En cuanto a la «eutanasia no voluntaria» y la «involuntaria», se confunden con la voluntaria desde el mismo momento en que se acepta la eutanasia voluntaria como una buena acción, puesto que una buena acción no debería negarse a quien no puede solicitarla. Y entonces los fondos públicos para ofrecer cuidados paliativos corren peligro de ser recortados, pues es mucho más barato recurrir a la eutanasia que instalar en los hospitales unos costosos servicios para el acompañamiento hasta el final de estos pacientes: lo determinante para la implantación de la eutanasia activa no son ya criterios éticos, ni siquiera médicos, sino económicos y empresariales.

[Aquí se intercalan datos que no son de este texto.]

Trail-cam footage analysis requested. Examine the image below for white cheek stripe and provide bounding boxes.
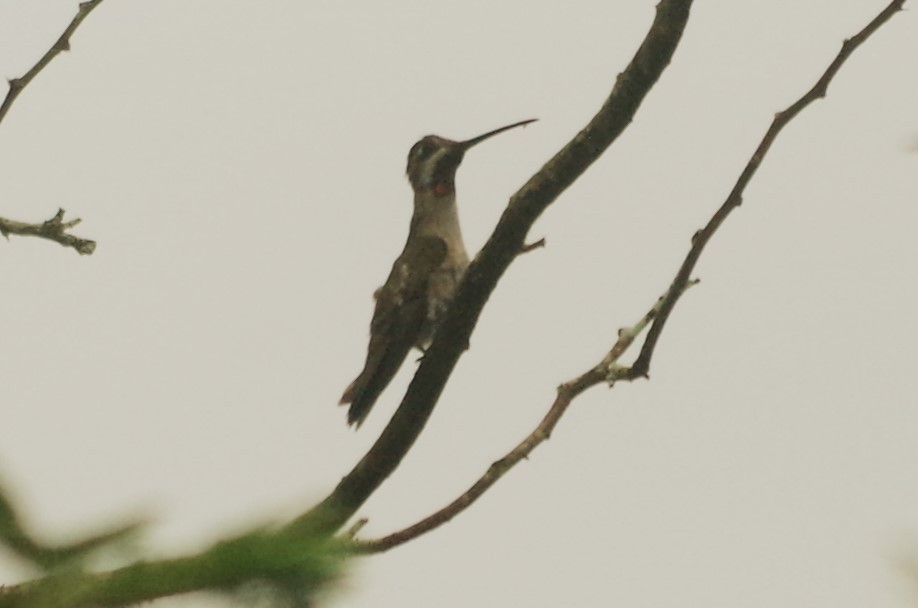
[418,148,449,187]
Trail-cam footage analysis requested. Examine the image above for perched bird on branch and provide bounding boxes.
[340,119,536,427]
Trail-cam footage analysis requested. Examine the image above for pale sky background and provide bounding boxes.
[1,2,917,607]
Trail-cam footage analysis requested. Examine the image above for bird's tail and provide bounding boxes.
[339,371,384,428]
[339,337,414,428]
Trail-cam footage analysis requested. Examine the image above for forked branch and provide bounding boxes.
[289,0,696,537]
[0,209,96,255]
[356,281,698,553]
[353,0,907,553]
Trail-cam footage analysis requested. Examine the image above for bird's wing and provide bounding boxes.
[340,236,447,427]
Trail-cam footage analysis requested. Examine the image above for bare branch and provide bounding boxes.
[289,0,696,537]
[0,209,96,255]
[0,0,105,130]
[355,282,698,553]
[0,3,104,255]
[629,0,907,378]
[352,0,907,553]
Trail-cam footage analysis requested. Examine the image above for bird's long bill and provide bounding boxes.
[459,118,537,150]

Según datos de los médicos que se dedican a ella, la medicina paliativa moderna está en condiciones de aliviar el dolor al 99% de los pacientes, y posibilitar una vida digna y sin sufrimiento. Los pacientes bien atendidos con la medicina paliativa casi nunca manifiestan el deseo de acortar su vida. Pero, dándole la espalda a esta realidad «incómoda», los medios de comunicación insisten una y otra vez en la agonía dolorosa, aumentando el miedo a la muerte y preparando el terreno para la implantación final de un modelo de sociedad que se apoya sólo en el sentimiento para elevar la irreflexión ética a la categoría de argumento. Hay que subrayar que quien abre el derecho positivo a la legalización del homicidio asistido lo deja reducido a un simple acuerdo, modificable a discreción, para eliminar problemas, y se olvida de que el derecho extrae su legitimación última de un discurso ético fundamentante.

Se sugiere que en determinadas condiciones de salud o de discapacidad no se puede exigir que se siga soportando una vida semejante. Habría que preguntar quién no pueden seguir exigiendo a quién, qué es exactamente lo que no se puede seguir exigiendo, y qué consecuencias tiene esa inadmisibilidad, y para quién en concreto.

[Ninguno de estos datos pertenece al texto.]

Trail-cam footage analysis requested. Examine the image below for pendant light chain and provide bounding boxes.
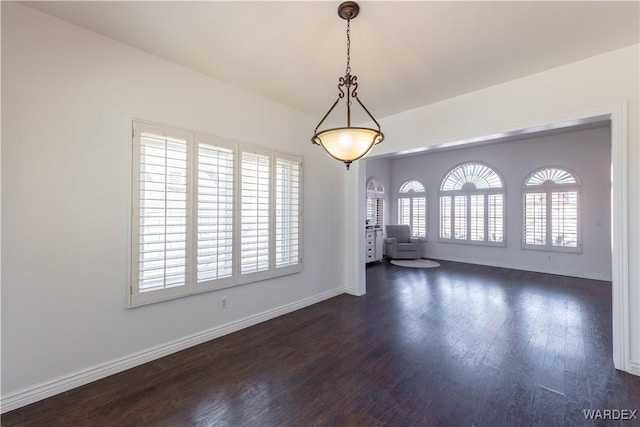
[346,18,351,75]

-¿No se le puede seguir exigiendo al discapacitado o a la persona que padece grave sufrimientos que viva su propia vida, y por eso nos hacemos cargo de ella anticipadamente de un modo tutelador, patriarcal?

-¿No se le puede seguir exigiendo a la sociedad que ayude a quienes sufren de ese modo, porque ello comprometería una parte importante de los recursos económicos de los que dispone para la atención sanitaria, y por eso se les quita la vida?

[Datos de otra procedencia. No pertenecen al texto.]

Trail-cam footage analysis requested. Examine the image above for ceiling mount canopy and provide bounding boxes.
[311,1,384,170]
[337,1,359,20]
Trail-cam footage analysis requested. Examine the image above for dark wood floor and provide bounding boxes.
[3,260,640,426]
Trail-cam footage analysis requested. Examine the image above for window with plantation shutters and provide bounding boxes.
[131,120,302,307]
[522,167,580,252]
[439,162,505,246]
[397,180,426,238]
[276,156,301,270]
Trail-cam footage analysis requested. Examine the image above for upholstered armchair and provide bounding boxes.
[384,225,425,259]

-¿O es a la familia cuidadora a la que no se le puede seguir exigiendo que haga frente a ese sufrimiento? Dicho de otro modo, ¿es a los sanos a los que no se puede seguir exigiendo que se ocupen de los enfermos o discapacitados? Pero entonces, ¿no habría que remediar primero, mediante ayudas, la situación de los cuidadores, en vez de eliminar a aquellos a los que hay que cuidar?

-¿O es el enfermo quien llega a creer que no debe seguir exigiendo a los demás que se ocupen de él, y ponga fin a su vida por compasión hacia sus familiares? Por desgracia, una y otra vez ocurre que el paciente, con fundamento o sin él, se siente empujado a no ser una carga para sus familiares. Frente a esta tendencia debe ser o hacerse posible transmitir de palabra y con hechos al enfermo y al moribundo el mensaje de que es querido, y que se desea su presencia y su compañía hasta el último día.

No, el argumento de la compasión no es sacrosanto ni está a salvo de toda sospecha. Debe ser examinado críticamente, y enérgicamente. Quizá incluso hasta vigilado con recelo: no se le puede conceder el marchamo de «calidad humanitaria» sin superar antes un examen riguroso.